Announcing this week’s £110m consumer redress scheme, the FSA predicted up to 30 per cent of adviser firms which recommended Arch cru and are still authorised could be forced into default, dependent on PII arrangements, triggering Financial Services Compensation Scheme payments of up to £33m.
The FSA says these figures are a worst-case scenario and a bit of closer scrutiny suggests the calculations need to be treated with care. The FSA says 795 firms sold Arch cru. Many have already gone bust yet the FSA could not provide our reporter with an estimation of the number who are still authorised (ie 30 per cent of what ???).
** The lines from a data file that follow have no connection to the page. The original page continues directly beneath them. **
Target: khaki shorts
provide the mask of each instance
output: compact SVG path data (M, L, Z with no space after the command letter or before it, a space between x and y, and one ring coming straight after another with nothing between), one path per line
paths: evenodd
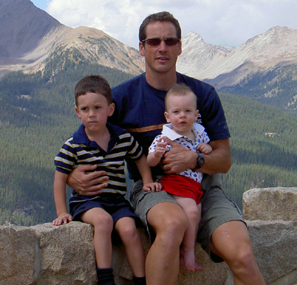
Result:
M221 174L204 175L201 182L204 196L201 200L201 220L197 241L215 262L222 259L210 252L211 235L213 231L226 222L241 220L244 222L241 211L237 205L231 201L221 189ZM139 180L132 185L130 200L135 213L140 216L153 240L153 231L146 221L146 213L150 209L163 202L178 204L166 191L151 193L142 190L142 181Z

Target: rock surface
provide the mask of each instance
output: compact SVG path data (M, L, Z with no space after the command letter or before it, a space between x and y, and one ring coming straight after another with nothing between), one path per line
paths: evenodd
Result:
M280 187L254 189L243 195L243 214L267 285L297 284L296 197L296 188ZM79 222L61 226L0 226L0 285L96 284L93 233L91 226ZM139 233L147 252L148 238L143 229ZM212 262L199 244L195 253L205 271L181 268L176 285L233 284L225 262ZM113 245L112 266L118 285L132 285L121 244Z

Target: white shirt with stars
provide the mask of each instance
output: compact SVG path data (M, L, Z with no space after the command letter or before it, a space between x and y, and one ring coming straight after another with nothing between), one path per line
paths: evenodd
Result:
M172 124L166 124L163 126L163 129L160 135L157 136L151 147L148 149L148 153L154 152L155 148L157 143L160 138L166 136L171 140L176 141L186 147L187 149L191 150L192 151L197 152L196 147L201 142L208 143L210 140L205 131L204 127L197 123L194 123L192 127L192 131L194 134L195 140L193 141L187 136L180 135L176 133L172 129ZM171 149L171 146L168 145L167 149L169 151ZM186 169L184 171L180 172L178 174L182 175L184 176L187 176L195 181L201 183L202 181L203 173L199 172L198 169L192 169L190 168Z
However, if we take the FSA’s £33m calculation as a ball park figure, and add it to the FSCS’s factored in costs for the amount intermediaries will have to pay out for Arch cru (around £40m), the combined figure is likely to be much higher than the £54m compensation scheme that the FSA agreed with Capita, BNY Mellon and HSBC last year.
(The FSCS indicated last month that nearly £40m of extra costs would be allocated across investment and pension intermediaries to pay for Arch cru. Costs are split 70:30 between the investment and pension intermediary sub-classes.)
Since announcing last year’s £54m compensation scheme the regulator has confirmed that no regulatory action would be taken against HSBC and BNY Mellon whilst we await a finding on Capita.
Much of the concern following this week’s redress scheme has focused on the FSA’s judgement over levels of responsibility, especially as no findings on Capita have yet been published.
That IFA FSCS costs for Arch cru are likely to be higher than last year’s Capita/HSBC/BNY Mellon compensation scheme says a great deal about both the way the FSA has handled the Arch cru scandal and the desperate need for FSCS reform.
The fact adviser firms who steered well clear of Arch cru will together be paying more in compensation than the fund range’s ACD does not seem right.